• Perhaps most importantly:

    The first, easy part:

    If we assume that somehow a server is rendered unstable, excessively slow, incorrect, invalid, unusable or inoperable, what's the plan... and do you ever test it?

    The second, hard part:

    Same as the above... but on many or all servers.

    At many companies, even very large ones, the response goes much like this between a Hardware/OS/low level team and an application/database team:

    Hardware: "We've got backups."

    App: "So it'll be just like it was before X happened?"

    Hardware: "Of course not - we only back up the data/your SQL Server .bak files!"

    App: "Oh. So what now?"

    Hardware: "We've installed the operating system on [the old | some new] hardware."

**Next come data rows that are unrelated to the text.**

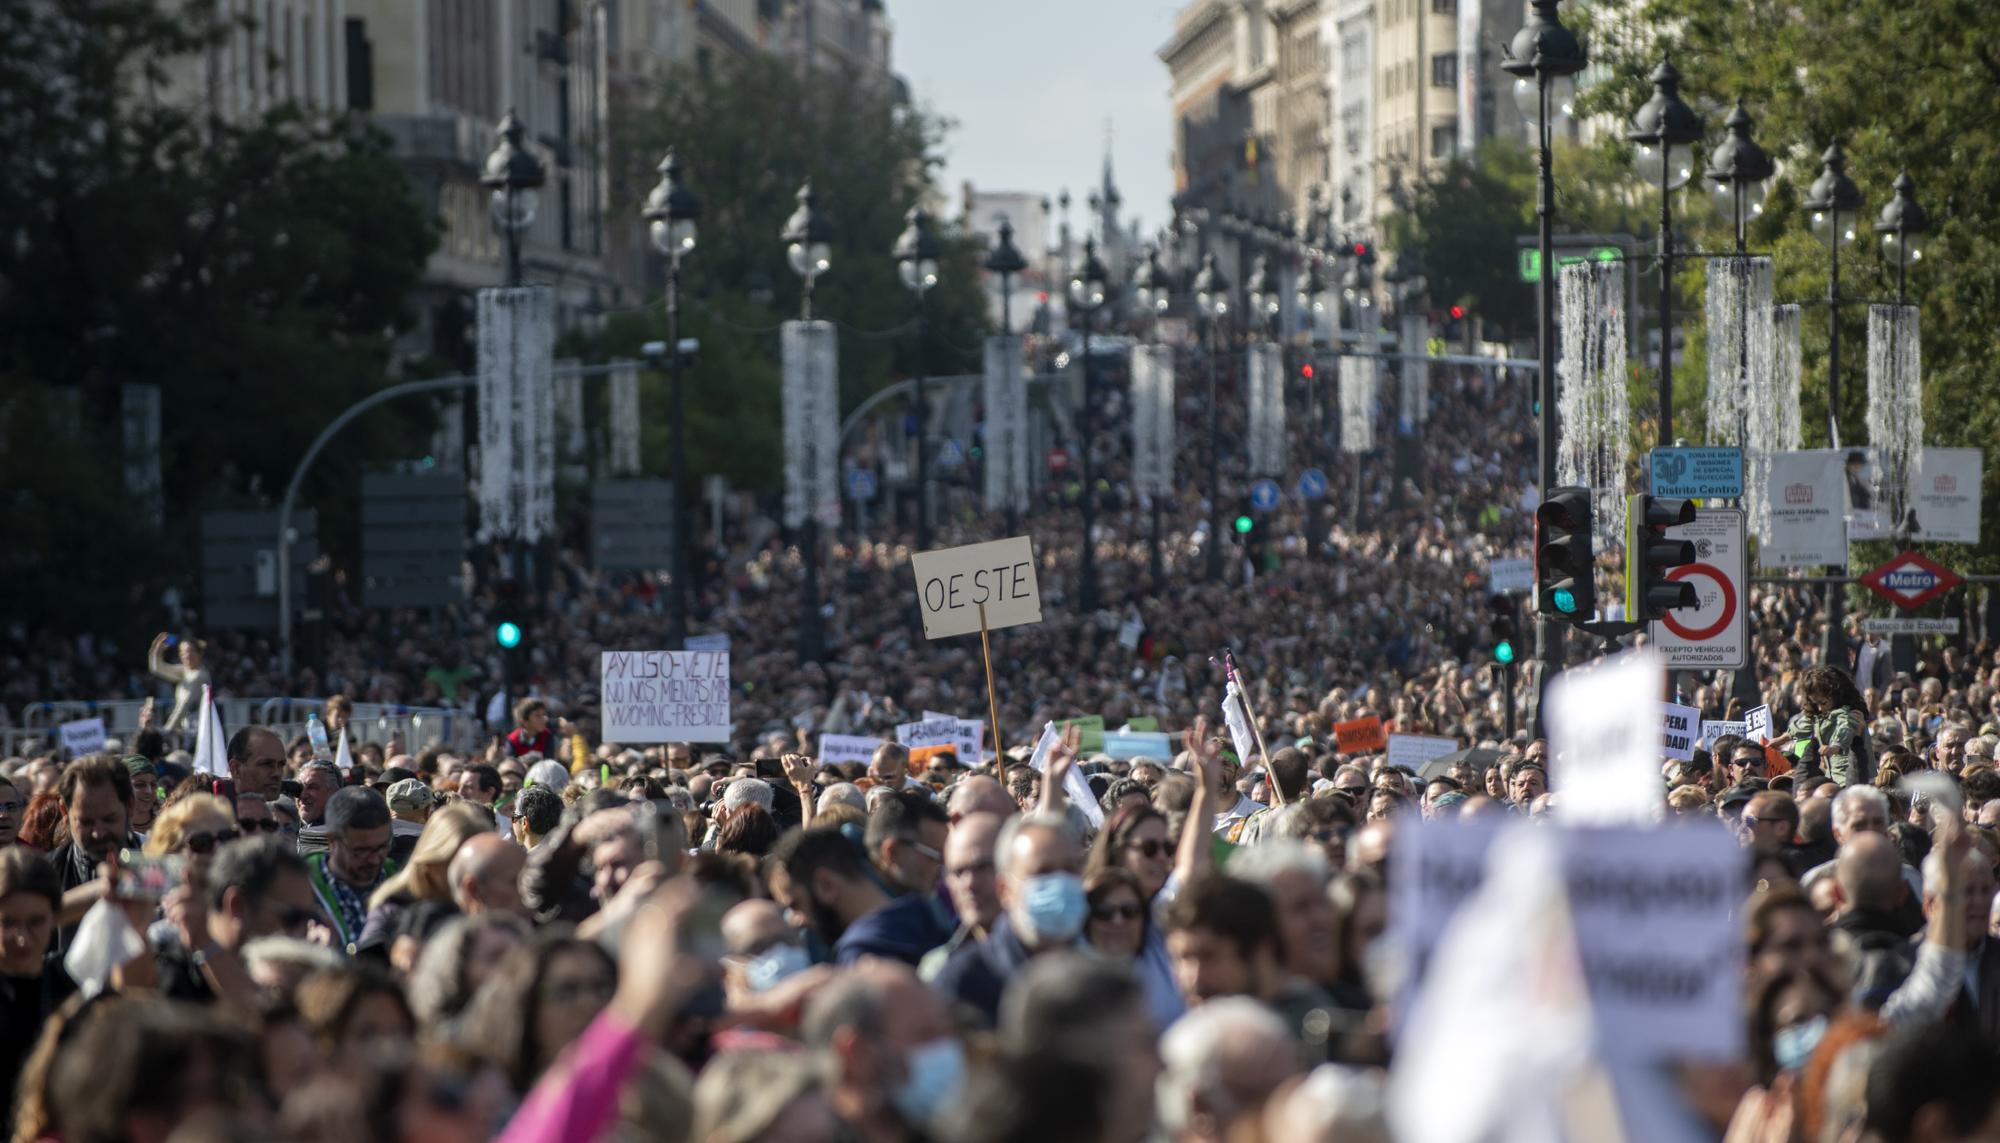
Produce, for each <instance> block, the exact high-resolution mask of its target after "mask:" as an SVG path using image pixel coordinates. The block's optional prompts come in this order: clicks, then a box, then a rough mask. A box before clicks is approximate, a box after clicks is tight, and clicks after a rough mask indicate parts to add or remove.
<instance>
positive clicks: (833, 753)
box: [820, 733, 882, 765]
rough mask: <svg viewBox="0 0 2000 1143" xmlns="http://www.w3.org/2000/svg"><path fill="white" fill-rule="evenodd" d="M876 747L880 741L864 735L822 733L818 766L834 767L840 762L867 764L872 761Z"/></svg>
mask: <svg viewBox="0 0 2000 1143" xmlns="http://www.w3.org/2000/svg"><path fill="white" fill-rule="evenodd" d="M878 745H882V739H878V737H868V735H864V733H822V735H820V765H834V763H842V761H860V763H868V761H872V759H874V751H876V747H878Z"/></svg>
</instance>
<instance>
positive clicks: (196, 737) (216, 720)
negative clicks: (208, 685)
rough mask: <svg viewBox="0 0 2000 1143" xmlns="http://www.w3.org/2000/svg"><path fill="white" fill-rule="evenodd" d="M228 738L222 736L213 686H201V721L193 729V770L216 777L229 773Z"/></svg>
mask: <svg viewBox="0 0 2000 1143" xmlns="http://www.w3.org/2000/svg"><path fill="white" fill-rule="evenodd" d="M226 743H228V739H226V737H222V715H218V713H216V693H214V687H202V721H200V723H198V725H196V731H194V771H196V773H212V775H216V777H228V775H230V761H228V745H226Z"/></svg>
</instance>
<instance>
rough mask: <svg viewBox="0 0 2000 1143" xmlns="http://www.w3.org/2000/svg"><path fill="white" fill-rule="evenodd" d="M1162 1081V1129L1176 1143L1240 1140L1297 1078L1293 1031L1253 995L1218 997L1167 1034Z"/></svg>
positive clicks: (1160, 1119)
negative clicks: (1236, 1138)
mask: <svg viewBox="0 0 2000 1143" xmlns="http://www.w3.org/2000/svg"><path fill="white" fill-rule="evenodd" d="M1160 1063H1162V1067H1164V1069H1162V1073H1160V1079H1158V1083H1156V1095H1158V1109H1160V1127H1162V1129H1164V1131H1166V1137H1168V1139H1174V1141H1178V1143H1210V1141H1216V1143H1220V1141H1224V1139H1232V1137H1236V1129H1238V1125H1248V1123H1256V1119H1258V1117H1260V1115H1262V1113H1264V1101H1268V1099H1270V1095H1272V1093H1274V1091H1278V1087H1282V1085H1284V1083H1286V1081H1288V1079H1290V1077H1292V1075H1296V1073H1298V1045H1296V1043H1294V1041H1292V1033H1290V1031H1288V1029H1286V1027H1284V1021H1282V1019H1278V1015H1276V1013H1272V1011H1270V1009H1268V1007H1264V1005H1262V1003H1258V1001H1254V999H1250V997H1220V999H1214V1001H1210V1003H1206V1005H1202V1007H1198V1009H1194V1011H1190V1013H1188V1015H1184V1017H1180V1019H1178V1021H1176V1023H1174V1027H1170V1029H1166V1035H1164V1037H1162V1039H1160Z"/></svg>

    App: "So now we have to reinstall our application? From scratch? We haven't done that in Y years! And those people aren't in our team anymore!"

    Hardware: "If the OS or hardware has issues, call us."

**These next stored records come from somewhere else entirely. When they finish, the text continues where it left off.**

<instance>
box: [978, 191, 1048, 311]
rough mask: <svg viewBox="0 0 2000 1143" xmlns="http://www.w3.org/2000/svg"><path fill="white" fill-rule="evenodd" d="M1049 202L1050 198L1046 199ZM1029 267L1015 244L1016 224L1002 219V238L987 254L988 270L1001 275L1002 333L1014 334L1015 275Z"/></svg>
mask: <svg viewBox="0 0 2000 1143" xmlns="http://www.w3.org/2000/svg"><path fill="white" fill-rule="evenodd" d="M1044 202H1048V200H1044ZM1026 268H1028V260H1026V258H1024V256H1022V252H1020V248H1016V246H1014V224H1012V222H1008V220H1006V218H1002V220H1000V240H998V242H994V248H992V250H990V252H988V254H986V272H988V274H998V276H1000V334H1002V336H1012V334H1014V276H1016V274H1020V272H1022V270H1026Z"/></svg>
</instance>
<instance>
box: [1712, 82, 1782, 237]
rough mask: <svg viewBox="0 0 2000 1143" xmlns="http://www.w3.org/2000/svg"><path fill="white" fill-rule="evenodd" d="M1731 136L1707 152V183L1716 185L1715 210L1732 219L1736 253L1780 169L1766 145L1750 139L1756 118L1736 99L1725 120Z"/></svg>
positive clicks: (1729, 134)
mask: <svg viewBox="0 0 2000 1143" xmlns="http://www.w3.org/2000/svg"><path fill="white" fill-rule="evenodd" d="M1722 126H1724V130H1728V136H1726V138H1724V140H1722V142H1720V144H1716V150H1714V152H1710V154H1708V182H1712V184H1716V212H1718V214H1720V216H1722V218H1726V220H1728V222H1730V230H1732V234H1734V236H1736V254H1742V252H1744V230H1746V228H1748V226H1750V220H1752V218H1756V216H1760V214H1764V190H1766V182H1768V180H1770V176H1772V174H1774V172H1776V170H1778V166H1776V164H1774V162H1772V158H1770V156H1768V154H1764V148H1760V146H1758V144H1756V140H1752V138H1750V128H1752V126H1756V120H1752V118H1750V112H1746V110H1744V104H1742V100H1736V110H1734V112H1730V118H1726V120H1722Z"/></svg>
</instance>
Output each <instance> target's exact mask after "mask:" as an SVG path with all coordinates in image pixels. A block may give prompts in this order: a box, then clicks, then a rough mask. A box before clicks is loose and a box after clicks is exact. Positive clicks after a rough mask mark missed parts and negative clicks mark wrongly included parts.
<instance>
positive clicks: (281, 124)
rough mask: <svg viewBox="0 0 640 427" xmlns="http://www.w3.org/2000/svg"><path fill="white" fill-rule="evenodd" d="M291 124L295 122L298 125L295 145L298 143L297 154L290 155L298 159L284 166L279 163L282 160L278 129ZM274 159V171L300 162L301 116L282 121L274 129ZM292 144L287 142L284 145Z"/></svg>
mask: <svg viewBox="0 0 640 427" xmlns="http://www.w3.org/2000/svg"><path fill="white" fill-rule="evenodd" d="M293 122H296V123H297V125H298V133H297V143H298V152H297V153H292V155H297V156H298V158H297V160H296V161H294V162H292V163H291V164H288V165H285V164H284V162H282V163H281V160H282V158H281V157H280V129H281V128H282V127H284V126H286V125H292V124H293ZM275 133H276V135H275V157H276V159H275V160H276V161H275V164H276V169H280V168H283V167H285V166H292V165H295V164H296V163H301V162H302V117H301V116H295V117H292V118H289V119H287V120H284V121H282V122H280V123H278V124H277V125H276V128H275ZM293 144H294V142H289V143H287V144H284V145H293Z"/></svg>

    App: "What were all the settings we had?"

    ...

    App: "It's up!"

    User: "Z feature is broken!"

    App: "Oh... there was an exception we had to do Q for."

    GOTO User

    And this takes awhile, but it's the normal response to one server failing. If a mass update causes multiple servers to fail at once, this becomes a real nightmare... especially if the backup servers are also affected.

    Bare metal restore capable drive images are a very good solution to this.... but almost no-one actually does them of servers, and they do take a lot of space, more if you have encrypted or otherwise incompressible data.

    Whatever you're "it caught on fire" plan is, if you don't try it, and plan for doing it on many machines at once, there's a lot of room for a nasty surprise.